AC21 - A4 - Using Reflective Practice to Inform In-Person Versus Telehealth Service Delivery in a Post-Pandemic World
As we transition post-pandemic from the necessity of telehealth services, practitioners need to contemplate service delivery modalities. This presentation offers a model based in reflective practice to support decision-making between telehealth and in-person services. Our model, illustrated by case examples, includes social justice issues, systemic factors, and perspectives of all stakeholders.


Claire Noonan
Program Manager/Licensed Psychologist
Mental Health Center of Denver
Claire Noonan, PhD is currently a Postdoctoral Fellow in the Irving Harris Program in Child Development and Infant Mental Health at the University of Colorado Denver School of Medicine, where she is specializing in infant and early childhood mental health. Claire earned her B.A in Biological Sciences from Barnard College of Columbia University in 2009. In 2014, she obtained her M.S. in Developmental Psychology from the University of Texas at Dallas.
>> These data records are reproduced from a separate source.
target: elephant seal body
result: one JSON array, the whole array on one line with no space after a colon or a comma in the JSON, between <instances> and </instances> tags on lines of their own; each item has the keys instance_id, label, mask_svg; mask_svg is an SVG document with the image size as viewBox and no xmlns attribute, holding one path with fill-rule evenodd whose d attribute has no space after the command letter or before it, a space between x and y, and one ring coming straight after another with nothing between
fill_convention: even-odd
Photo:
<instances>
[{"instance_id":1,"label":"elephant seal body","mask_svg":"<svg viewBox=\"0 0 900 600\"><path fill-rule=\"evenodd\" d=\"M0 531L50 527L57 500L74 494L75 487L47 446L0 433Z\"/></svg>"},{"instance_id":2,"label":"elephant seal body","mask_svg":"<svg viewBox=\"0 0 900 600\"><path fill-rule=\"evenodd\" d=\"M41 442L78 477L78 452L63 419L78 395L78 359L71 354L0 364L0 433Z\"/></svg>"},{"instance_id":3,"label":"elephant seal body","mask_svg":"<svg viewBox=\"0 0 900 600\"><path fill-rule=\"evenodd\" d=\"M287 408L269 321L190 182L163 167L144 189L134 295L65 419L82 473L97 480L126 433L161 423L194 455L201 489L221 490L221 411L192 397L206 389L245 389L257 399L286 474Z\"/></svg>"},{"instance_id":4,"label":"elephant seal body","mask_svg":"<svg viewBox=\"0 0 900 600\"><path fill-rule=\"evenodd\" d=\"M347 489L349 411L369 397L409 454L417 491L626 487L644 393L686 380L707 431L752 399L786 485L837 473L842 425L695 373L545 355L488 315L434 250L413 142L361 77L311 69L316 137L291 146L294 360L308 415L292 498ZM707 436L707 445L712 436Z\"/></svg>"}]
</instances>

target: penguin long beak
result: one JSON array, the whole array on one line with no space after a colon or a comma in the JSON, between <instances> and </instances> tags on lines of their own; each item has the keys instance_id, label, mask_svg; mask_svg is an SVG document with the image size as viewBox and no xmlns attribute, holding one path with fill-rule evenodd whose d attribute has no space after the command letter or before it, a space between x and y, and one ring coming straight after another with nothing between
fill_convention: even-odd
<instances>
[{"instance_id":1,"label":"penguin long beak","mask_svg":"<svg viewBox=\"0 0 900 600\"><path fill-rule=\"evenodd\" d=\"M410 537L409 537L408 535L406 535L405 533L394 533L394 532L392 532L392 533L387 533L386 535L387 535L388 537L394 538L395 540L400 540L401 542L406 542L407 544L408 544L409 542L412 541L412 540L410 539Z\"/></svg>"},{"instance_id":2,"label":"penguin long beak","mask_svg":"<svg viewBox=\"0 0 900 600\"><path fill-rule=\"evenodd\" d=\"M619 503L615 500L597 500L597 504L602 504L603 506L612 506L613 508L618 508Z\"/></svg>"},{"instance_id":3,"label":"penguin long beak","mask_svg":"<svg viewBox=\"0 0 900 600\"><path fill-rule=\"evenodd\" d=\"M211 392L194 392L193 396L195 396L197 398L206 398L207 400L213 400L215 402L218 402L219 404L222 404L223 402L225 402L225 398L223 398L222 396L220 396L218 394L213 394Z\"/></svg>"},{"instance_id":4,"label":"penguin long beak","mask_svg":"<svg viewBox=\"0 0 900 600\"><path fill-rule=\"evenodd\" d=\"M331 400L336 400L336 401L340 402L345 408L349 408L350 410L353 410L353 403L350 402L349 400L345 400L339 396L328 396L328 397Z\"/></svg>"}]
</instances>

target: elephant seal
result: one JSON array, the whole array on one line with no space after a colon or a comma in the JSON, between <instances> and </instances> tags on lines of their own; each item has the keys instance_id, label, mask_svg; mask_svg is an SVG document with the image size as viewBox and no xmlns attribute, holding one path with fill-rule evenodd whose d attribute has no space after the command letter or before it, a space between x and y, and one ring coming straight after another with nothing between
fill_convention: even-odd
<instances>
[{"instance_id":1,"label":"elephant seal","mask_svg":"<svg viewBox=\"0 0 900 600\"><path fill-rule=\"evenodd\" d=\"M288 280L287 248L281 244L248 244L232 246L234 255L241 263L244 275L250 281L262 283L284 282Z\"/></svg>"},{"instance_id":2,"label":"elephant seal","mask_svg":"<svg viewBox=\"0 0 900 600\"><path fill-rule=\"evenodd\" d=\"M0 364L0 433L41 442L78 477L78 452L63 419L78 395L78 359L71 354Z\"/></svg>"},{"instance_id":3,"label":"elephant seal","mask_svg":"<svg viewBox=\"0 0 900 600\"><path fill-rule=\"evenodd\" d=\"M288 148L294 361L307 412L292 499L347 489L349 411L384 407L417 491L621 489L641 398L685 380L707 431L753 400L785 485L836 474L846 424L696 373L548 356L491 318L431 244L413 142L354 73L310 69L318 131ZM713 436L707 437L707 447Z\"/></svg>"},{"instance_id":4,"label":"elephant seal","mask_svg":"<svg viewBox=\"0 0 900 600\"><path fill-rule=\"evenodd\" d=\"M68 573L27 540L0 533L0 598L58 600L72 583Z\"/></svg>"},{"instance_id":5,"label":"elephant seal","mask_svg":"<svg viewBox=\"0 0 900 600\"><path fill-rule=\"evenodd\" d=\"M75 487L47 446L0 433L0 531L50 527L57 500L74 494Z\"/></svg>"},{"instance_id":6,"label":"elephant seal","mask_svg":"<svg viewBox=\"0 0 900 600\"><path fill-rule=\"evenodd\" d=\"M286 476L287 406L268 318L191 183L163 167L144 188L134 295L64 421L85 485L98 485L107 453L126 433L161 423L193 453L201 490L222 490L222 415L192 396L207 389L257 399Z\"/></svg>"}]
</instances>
Claire completed her APA-Accredited pre-doctoral clinical internship in Infant Mental Health at the University of Denver Internship Consortium through the Mental Health Center of Denver and earned her Ph.D. in School Psychology from Tulane University in August 2020. For her dissertation, she used eye tracking to examine emotion processing and gaze following in 6-month-old infants. Claire plans to continue clinical work and research in infant and early childhood mental health through her career.

Michelle Roy
Mindfulness in Early Childhood Project Director
Mental Health Center of Denver
Dr. Michelle Roy is a licensed psychologist who has spent the past 15 years working to support infants and young children. She is currently the Program Manager for the Right Start for Infant Mental Health team at WellPower, formerly the Mental Health Center of Denver, which is the safety net mental health provider for the city and county of Denver. Under Dr. Roy's supervision, the Right Start team provides evidence based, trauma informed, and relationship focused psychotherapy to children birth to five and their families. Dr. Roy is also active in supervision and training infant and early childhood mental health clinicians and allied providers across the state as project co-director for Right Start for Colorado, an infant and early childhood mental health workforce development initiative housed at WellPower, and as clinical faculty at the University of Colorado in the Irving Harris Program for Child Development and Infant Mental Health. She is also endorsed as a Clinical Mentor in Infant and Early Childhood Mental Health.